D'autres initiatives citoyennes viennent en renfort. Gaël Musquet va «donner un coup de main sur les communications locales entre les îles» dans le cadre de l'association qu'il préside, Hackers Against Natural Disasters (Hand) – une association de geeks exploitant leurs compétences pour lutter contre les catastrophes naturelles. «On va lancer un appel aux dons, mais on a déjà reçu spontanément 3 000 euros de matériel de la part d'entrepreneurs et de boutiques en ligne de matériel radio qui suivent nos actions. Là, on va donc envoyer en Guadeloupe des antennes pour monter des faisceaux hertziens et faire des liaisons entre Saint-Barthélemy et Saint-Martin. Et puis des radios numériques pour que les équipes puissent se coordonner au sol en installant les antennes, des panneaux solaires parce qu'il n'y a pas de courant, des régulateurs et des Raspberry Pi [minuscules ordinateurs qui coûtent une trentaine d'euros, ndlr], pour y faire tourner des petits services web à disposition de la population, pour faire des listes de personnes rescapées par exemple.»

Mars 2015 : Gaël Musquet installait,

, une double antenne sur les hauteurs de la petite île de la Désirade. L’une pointe vers Saint-François en Guadeloupe, l’autre vers l’antenne de la plage Fifi. (Photo OSM CaribeWave, CC BY SA)

Le matériel sera réceptionné par les geeks locaux du fablab de Jarry, en banlieue de Pointe-à-Pitre, acheminé vers Saint-Barth et Saint-Martin avec l'aide d'un pilote de ligne membre de Hand, et laissé définitivement sur place pour que les îles puissent mieux se défendre contre les futures catastrophes. A terme, dans l'idéal, «ce dont on a toujours rêvé dans Hand, c'est relier Miami à Caracas avec des ponts radio», sautant d'île en île tout le long de l'arc antillais pour garantir un réseau de télécommunications solide en cas de crise.

Cartographie d’urgence

Depuis leur ordinateur, les cartographes amateurs ne sont pas en reste. Ils sont des dizaines à se coordonner actuellement sur le site de l'Humanitarian OpenStreetMap Team (HOT) pour fournir à la Croix-Rouge et aux associations humanitaires des cartes précises des îles touchées par le cyclone.
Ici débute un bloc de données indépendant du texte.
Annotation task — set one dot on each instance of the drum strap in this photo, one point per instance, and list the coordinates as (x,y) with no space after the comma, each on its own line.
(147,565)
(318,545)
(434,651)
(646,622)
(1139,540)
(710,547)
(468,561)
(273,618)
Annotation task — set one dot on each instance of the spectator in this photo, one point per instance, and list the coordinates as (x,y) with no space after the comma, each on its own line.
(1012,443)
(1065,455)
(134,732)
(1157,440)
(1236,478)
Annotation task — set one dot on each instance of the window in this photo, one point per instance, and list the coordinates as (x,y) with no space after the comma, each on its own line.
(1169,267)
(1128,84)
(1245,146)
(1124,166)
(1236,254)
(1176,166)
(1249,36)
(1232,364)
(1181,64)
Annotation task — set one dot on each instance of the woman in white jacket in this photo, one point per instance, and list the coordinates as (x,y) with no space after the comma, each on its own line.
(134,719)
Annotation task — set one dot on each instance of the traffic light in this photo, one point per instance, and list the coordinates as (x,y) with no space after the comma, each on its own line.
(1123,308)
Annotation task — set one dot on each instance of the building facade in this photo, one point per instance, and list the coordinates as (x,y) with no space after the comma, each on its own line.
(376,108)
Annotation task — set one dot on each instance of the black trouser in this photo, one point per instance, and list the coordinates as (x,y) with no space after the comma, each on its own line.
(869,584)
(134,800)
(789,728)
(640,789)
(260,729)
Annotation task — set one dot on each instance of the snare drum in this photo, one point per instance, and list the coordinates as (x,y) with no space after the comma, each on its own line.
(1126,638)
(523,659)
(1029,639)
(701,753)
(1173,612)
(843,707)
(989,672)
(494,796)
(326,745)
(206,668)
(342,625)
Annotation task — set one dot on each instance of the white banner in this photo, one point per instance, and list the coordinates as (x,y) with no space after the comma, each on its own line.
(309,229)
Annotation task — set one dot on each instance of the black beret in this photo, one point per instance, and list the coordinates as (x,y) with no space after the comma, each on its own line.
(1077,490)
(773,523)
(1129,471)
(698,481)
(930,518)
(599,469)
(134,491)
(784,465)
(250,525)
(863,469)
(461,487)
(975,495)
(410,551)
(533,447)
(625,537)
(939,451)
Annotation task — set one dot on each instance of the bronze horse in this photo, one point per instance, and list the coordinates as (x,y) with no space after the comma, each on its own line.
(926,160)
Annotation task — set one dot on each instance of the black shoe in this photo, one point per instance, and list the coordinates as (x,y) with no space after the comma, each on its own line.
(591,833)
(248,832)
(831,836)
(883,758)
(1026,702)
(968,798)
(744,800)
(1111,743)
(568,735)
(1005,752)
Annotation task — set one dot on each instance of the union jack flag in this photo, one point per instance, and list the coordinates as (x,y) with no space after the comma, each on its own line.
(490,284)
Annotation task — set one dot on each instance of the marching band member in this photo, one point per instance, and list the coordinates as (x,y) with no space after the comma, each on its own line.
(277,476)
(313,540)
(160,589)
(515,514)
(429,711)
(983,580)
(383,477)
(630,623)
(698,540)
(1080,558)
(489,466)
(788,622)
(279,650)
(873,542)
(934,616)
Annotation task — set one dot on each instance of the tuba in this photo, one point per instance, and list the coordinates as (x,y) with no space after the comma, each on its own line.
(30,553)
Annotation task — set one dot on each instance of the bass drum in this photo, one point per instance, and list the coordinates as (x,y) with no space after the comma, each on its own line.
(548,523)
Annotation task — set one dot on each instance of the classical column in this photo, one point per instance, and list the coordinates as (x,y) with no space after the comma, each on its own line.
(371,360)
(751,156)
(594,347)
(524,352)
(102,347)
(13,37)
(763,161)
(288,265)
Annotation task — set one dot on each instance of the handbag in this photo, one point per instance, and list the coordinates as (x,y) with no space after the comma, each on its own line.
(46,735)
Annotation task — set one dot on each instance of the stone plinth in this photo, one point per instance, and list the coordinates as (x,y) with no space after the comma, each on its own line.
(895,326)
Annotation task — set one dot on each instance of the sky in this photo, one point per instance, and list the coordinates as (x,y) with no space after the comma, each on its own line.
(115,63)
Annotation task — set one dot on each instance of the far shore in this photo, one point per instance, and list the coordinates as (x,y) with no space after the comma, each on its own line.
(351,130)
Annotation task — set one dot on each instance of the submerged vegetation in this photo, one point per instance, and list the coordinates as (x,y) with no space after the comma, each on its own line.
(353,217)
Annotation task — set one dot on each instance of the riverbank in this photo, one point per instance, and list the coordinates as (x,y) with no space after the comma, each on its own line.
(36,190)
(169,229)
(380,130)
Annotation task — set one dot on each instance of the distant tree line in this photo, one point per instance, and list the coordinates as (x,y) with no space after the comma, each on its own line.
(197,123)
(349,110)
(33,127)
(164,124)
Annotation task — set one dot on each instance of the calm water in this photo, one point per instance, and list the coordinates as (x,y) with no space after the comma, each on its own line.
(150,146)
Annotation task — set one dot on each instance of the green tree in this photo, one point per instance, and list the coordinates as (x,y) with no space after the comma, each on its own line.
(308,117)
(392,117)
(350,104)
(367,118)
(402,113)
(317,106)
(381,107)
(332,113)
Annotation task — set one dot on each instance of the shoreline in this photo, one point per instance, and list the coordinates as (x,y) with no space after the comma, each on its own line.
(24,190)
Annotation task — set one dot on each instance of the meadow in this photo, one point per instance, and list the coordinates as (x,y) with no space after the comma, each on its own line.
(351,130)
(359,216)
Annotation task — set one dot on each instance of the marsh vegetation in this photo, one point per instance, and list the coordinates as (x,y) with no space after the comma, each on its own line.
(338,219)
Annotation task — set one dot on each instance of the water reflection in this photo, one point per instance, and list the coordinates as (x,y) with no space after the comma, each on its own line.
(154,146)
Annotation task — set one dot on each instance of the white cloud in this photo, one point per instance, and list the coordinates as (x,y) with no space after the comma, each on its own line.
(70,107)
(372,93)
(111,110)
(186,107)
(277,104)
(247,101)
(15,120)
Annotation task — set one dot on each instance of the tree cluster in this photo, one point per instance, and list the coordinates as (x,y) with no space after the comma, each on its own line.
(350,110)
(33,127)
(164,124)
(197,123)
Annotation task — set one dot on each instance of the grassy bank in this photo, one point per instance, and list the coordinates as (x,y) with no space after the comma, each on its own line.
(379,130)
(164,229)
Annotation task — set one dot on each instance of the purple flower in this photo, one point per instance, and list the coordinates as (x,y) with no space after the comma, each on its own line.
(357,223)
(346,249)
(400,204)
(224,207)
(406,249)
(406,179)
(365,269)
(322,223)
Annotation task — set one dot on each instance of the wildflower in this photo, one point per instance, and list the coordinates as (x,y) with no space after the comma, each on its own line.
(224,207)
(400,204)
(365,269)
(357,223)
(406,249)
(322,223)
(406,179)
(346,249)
Les volontaires y décalquent des images satellites récentes pour tracer les routes et la forme des bâtiments (quand ils étaient encore debout) sur OpenStreetMap, grand projet de cartographie collaboratif.

Les volontaires de l’Humanitarian OpenStreetMap Team décalquent l’imagerie satellite pour cartographier les routes et bâtiments sur l’île d’Antigua.

Pour ces missions de cartographie de crise, chaque «projet» est subdivisé en «tâches», c'est-à-dire que chaque île est découpée en petites zones géographiques carrées faciles et rapides à enrichir. Carré après carré, on peut ainsi surveiller l'avancement des travaux : Saint-Martin est cartographié à 100%. Les mappeurs se sont ensuite attaqués aux îles Vierges britanniques ou à Providenciales, les suivantes sur le chemin du cyclone. La licence libre de la base de données OpenStreetMap permet de la transmettre aux équipes humanitaires sur place qui peuvent l'imprimer, la réutiliser, la modifier pour leurs besoins. L'Humanitarian OpenStreetMap Team travaille étroitement avec la Croix-Rouge depuis des années.